Endet ein zunächst bestehender stationärer Behandlungsbedarf i. S. d § 39 Abs. 1 SGB V, bedarf es einer Phase der Entlassung, die durch das Entlassungsmanagement geprägt ist. Nach § 39 Abs. 1a SGB V umfasst die Krankenhausbehandlung ein Entlassmanagement zur Unterstützung einer sektorenübergreifenden Versorgung der Versicherten beim Übergang in die Versorgung nach Krankenhausbehandlung. Die Rechtsprechung des Großen Senats (BSG, Beschluss des Großen Senats vom 25.09.2007 – GS 1/06) muss nach Überzeugung des Gerichts im Lichte dieses Entlassungsmanagements betrachtet werden.
Unter dieser Voraussetzung bestand in dem streitgegenständlichen Behandlungszeitraum für die weitere vollstationäre Krankenhausbehandlung ein medizinisches Erfordernis im Sinne der Rechtsprechung des Großen Senats, weil die Entlassung aufgrund der gebotenen Sonderpflege, u. a. wegen des absaugpflichtigen Tracheostomas, nur bei nahtloser Pflege durch qualifiziertes Personal in einer Sonderpflegeeinrichtung möglich war. Dies hat auch der Medizinische Dienst (MD) nicht in Abrede gestellt.
Die Beklagte kann sich insoweit nicht darauf berufen, dass nach der Rechtsprechung des Großen Senats auch dann kein Anspruch auf stationäre Behandlung bestehe, wenn der Versicherte zur Sicherstellung der ambulanten Behandlung einer Betreuung durch medizinische Hilfskräfte in geschützter Umgebung bedürfe und eine dafür geeignete Einrichtung außerhalb des Krankenhauses nicht zur Verfügung stehe. Dem steht in dem streitgegenständlichen Fall entgegen, dass vorliegend die Betreuung durch eine examinierte Pflegefachkraft und nicht durch eine medizinische Hilfskraft geboten war.
Soweit der MD ohne nähere Begründung behauptet, dass der Aufenthalt anhand der vorliegenden Unterlagen um 12 Tage hätte abgekürzt werden können, hat die Klägerin ausweislich ihrer Ausführungen im Schriftsatz vom 03.02.2023 substantiiert und nachvollziehbar dargelegt, dass eine frühere Verlegung des Patienten in eine Sonderpflegeeinrichtung im Rahmen des Entlassmanagements i. S. d. § 39 Abs. 1a SGB V nicht möglich war. Die Klägerin hatte zeitnah 6 Sonderpflegeheime im Umkreis von 50 Kilometern angeschrieben.

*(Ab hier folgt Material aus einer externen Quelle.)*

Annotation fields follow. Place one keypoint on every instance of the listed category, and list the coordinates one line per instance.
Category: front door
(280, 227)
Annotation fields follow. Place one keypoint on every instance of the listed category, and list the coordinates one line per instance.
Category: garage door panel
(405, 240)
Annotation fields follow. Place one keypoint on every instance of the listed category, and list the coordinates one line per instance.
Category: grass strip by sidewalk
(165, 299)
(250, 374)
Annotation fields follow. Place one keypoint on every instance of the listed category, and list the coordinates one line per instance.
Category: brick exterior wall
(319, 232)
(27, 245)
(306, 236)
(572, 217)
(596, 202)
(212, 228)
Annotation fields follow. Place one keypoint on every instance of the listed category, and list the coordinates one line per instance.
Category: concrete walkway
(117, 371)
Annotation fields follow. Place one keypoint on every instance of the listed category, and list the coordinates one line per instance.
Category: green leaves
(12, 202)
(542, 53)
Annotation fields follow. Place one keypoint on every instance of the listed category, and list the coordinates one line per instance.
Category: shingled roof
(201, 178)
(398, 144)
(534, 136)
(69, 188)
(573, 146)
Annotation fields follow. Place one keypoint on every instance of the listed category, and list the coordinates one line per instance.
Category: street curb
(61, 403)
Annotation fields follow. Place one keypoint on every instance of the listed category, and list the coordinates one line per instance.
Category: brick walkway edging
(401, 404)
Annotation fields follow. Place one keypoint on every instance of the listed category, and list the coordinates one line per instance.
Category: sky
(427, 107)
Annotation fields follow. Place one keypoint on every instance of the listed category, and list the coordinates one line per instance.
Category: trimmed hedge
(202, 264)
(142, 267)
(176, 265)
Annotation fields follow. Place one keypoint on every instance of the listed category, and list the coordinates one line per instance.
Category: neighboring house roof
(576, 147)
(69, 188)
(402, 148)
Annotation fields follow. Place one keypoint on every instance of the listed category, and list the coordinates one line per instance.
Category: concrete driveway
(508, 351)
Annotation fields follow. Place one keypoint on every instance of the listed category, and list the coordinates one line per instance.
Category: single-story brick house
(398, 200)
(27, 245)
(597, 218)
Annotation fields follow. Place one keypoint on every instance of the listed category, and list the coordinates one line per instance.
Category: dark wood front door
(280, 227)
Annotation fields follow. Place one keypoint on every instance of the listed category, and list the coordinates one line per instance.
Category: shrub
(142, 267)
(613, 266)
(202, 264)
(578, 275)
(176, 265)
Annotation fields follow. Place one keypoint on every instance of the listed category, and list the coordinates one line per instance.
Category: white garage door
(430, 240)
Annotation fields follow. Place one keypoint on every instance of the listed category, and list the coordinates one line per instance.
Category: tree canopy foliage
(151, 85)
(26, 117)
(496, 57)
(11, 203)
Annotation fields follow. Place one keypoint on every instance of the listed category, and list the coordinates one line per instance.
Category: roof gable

Die Entlassung des Patienten scheiterte daher nicht an unterbliebenem oder unzureichendem Entlassmanagement der Klägerin, sondern an mit der Behandlung zusammenhängenden Gründen.
Der streitgegenständliche Zinsanspruch der Klägerin folgt aus § 10 Abs. 4, Abs. 5 des Hess. Landesvertrages über die allgemeinen Bedingungen der Krankenhausbehandlung gemäß § 112 Abs. 2 S. 1 Nr. 1 SGB V in Verbindung mit § 288 BGB.
Die Kostenentscheidung beruht auf § 197a SGG i. V. m. § 154 Abs. 1 VwGO.